W&B Weave — Competitor Intelligence Report
Date: 2026-02-10 | Model: google/gemini-3-pro-preview | Data collected: 2026-02-10
Executive Summary
Analyzed 6 competitors across 8 axes.
| Competitor | 🟢 Weave Stronger | 🟡 Comparable | 🔴 Competitor Stronger |
|---|---|---|---|
| LangSmith | 0 | 6 | 2 |
| Arize Phoenix | 0 | 6 | 2 |
| Braintrust | 0 | 5 | 3 |
| Langfuse | 0 | 5 | 3 |
| Humanloop | 5 | 2 | 1 |
| Logfire | 4 | 4 | 0 |
Comparison Matrix
🟢 Weave stronger · 🟡 Comparable · 🔴 Competitor stronger · ⚪ Unknown
| Axis | LangSmith | Arize Phoenix | Braintrust | Langfuse | Humanloop | Logfire |
|---|---|---|---|---|---|---|
| 트레이싱/옵저버빌리티 | 🔴 | 🟡 | ⚪ | 🟡 | ⚪ | ⚪ |
| 평가 파이프라인 | 🔴 | 🟡 | ⚪ | 🔴 | ⚪ | ⚪ |
| 데이터셋 관리 | 🟡 | 🟡 | ⚪ | 🟡 | ⚪ | ⚪ |
| 프롬프트 관리 | 🟡 | 🟡 | ⚪ | 🟡 | ⚪ | ⚪ |
| 스코어링 | 🟡 | 🟡 | ⚪ | 🟡 | ⚪ | ⚪ |
| LLM/프레임워크 통합 | 🟡 | 🟡 | ⚪ | 🟡 | ⚪ | ⚪ |
| 가격 | 🟡 | 🔴 | ⚪ | 🔴 | ⚪ | ⚪ |
| 셀프호스팅 | 🟡 | 🔴 | ⚪ | 🔴 | ⚪ | ⚪ |
Competitor Details
LangSmith
Overall: LangSmith is a comprehensive platform for building, debugging, and monitoring LLM applications, with deep roots in the LangChain ecosystem. It excels in production observability with features like alerting and cost tracking, while offering robust workflows for human evaluation and dataset management.
Strengths vs Weave:
- Advanced human annotation workflows (Pairwise Annotation Queues)
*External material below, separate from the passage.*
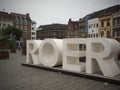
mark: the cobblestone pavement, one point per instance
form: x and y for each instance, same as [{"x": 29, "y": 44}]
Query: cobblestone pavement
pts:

- Deepest integration with LangChain and LangGraph ecosystems
- Production-grade monitoring with real-time alerting
- Built-in AI assistant (Polly) for trace analysis and debugging
Weaknesses vs Weave:
- Lacks the broader ML experiment tracking and model registry of the full W&B platform
- Workflow and UX are heavily optimized for LangChain concepts, potentially less flexible for pure Python users
- Integration with non-LangChain frameworks (like DSPy) is less seamless compared to Weave’s auto-patching
Notable Updates:
- Customize trace previews (Feb 2026)
- LangSmith Self-Hosted v0.13 with improved parity (Jan 2026)
- Pairwise annotation queues for agent comparison (Dec 2025)
- LangSmith Fetch CLI for terminal debugging (Dec 2025)
- Unified cost tracking for LLMs and tools (Dec 2025)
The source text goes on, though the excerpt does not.